MMT = Memory Max Target
MT = Memory Target
ST = SGA Target
PAT = PGA Aggregate Target
SMS = SGA Max Size

http://www.toadworld.com/Portals/0/Kx/Img/AMM1_134.gif

When you upgrade your Oracle Database to Oracle 11g you can configure the memory_target parameter during the upgrade, or you can choose to do it later. Regardless, when you do configure memory_target the best way to initially determine what value to set it to would be to sum up the sizes of sga_target and pga_aggregate_target. The sum of these two values should give you a good guideline as to what to set the memory_target parameter too. After configuring memory_target, you can set sga_target and pga_aggregate_target to zero values.

When configuring your new memory settings you can still choose to leave the sga_target and pga_aggregate_target parameters set to their current values. If you leave these parameters set (or subsequently configure them) you indicate minimum amounts of memory that should be allocated to these structures. This implies that if you configure memory_target during the upgrade process, leaving sga_target and pga_aggregate_target set as configured, then memory_target >= (sga_target + pga_aggregate_target). If memory_target < (sga_target + pga_aggregate_target) the instance will fail to start returning an ORA-00838 error.
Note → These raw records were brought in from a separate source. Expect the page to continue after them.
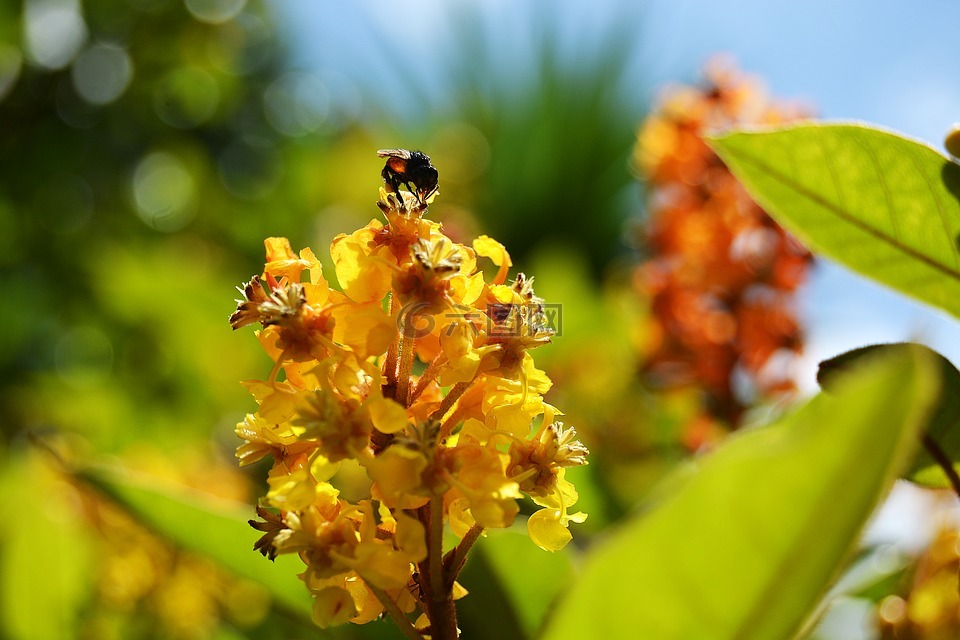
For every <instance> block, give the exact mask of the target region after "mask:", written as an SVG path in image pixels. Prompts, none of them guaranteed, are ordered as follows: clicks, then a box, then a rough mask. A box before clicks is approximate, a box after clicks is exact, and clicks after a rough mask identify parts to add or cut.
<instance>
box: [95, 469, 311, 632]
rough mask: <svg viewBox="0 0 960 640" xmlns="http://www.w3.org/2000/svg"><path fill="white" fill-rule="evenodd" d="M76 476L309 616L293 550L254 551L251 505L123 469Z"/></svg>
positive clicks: (177, 540)
mask: <svg viewBox="0 0 960 640" xmlns="http://www.w3.org/2000/svg"><path fill="white" fill-rule="evenodd" d="M80 476H81V478H83V479H84V480H86V481H88V482H90V483H92V484H93V485H94V486H96V487H97V488H98V489H99V490H101V491H103V492H104V493H106V494H107V495H109V496H110V497H111V498H113V499H114V500H116V501H117V502H119V503H120V505H121V506H122V507H124V508H125V509H126V510H127V511H129V512H130V513H131V514H133V515H134V517H136V518H137V519H138V520H140V521H141V522H143V523H144V524H145V525H146V526H147V527H148V528H149V529H150V530H151V531H153V532H154V533H156V534H158V535H160V536H161V537H163V538H165V539H167V540H170V541H171V542H173V543H174V544H175V545H176V546H177V547H179V548H182V549H184V550H187V551H192V552H195V553H198V554H201V555H203V556H206V557H208V558H210V559H212V560H214V561H216V562H218V563H219V564H220V565H221V566H222V567H223V568H225V569H227V570H229V571H230V572H232V573H234V574H236V575H237V576H240V577H243V578H248V579H250V580H254V581H256V582H257V583H258V584H260V585H261V586H263V587H264V588H265V589H267V590H268V591H269V592H270V595H271V597H272V598H273V599H274V601H275V602H276V603H277V604H279V605H280V606H282V607H284V608H286V609H288V610H290V611H291V612H293V613H296V614H299V615H302V616H305V619H307V620H309V619H310V608H311V605H312V602H311V599H310V595H309V593H308V592H307V589H306V587H304V585H303V583H302V582H301V581H300V580H299V579H298V578H297V574H298V573H300V572H301V571H303V564H302V563H301V562H300V561H299V560H298V559H297V558H294V557H291V556H280V557H278V558H277V559H276V561H275V562H274V563H271V562H270V561H269V560H267V559H266V558H264V557H262V556H261V555H260V554H258V553H256V552H255V551H253V543H254V541H255V540H256V539H257V538H258V537H259V536H260V535H261V534H260V533H259V532H257V531H254V530H253V529H252V528H251V527H249V526H248V525H247V523H246V521H247V520H249V519H250V518H252V517H254V516H255V514H254V510H253V507H251V506H249V505H245V504H240V503H236V502H230V501H227V500H222V499H218V498H215V497H213V496H208V495H201V494H199V493H198V492H196V491H190V490H187V489H185V488H180V487H177V486H175V485H171V484H169V483H164V482H163V481H161V480H159V479H155V478H148V477H145V476H141V475H137V474H135V473H132V472H129V471H125V470H122V469H112V468H106V467H97V468H91V469H88V470H84V471H81V472H80Z"/></svg>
There are some other issues to be aware of when using AMM. First the memory_target and memory_max_target parameters cannot be used when LOCK_SGA has been set. Also memory_target and memory_max_target cannot be used in conjunction with huge pages on Linux. Additionally, some platforms can give you trouble about setting memory_target. For example, on Linux you need to make sure that /dev/shm (or it's equivalent) is allocated with an amount of space slightly larger than what you wish to set the memory_target value too. Failure to do this will result in the following error:

ORA-00845: MEMORY_TARGET not supported on this system

Also, be careful when changing settings if you are converting to automated memory management. You will want to make sure that the sga_max_size and sga_size are not set when converting to memory_max_target and memory_target. While setting these parameters at the same time is supported, you need to do so carefully so as to avoid unexpected consequences.

The bottom line is that you need to carefully review the Oracle 11g documentation specific to your Operating System and determine not only the impacts of running specific features on your OS, but how to properly configure your OS to use those features.

Configuring AMM

Moving to AMM can be done manually or you can use OEM. The Oracle Database Configuration Assistant (DBCA) also provides the ability to configure new databases with AMM. As is true anytime you start using a new feature, do so carefully. As with anything else new, convert to AMM with caution, testing changes in your development, test and quality assurance environments. With regard to new databases built on the 11g stack (and specifically those designed for new development projects), configure them to use AMM from the beginning. Just be aware while you are developing systems that you are using AMM and that there is a possibility that you could run into bugs using this newer feature.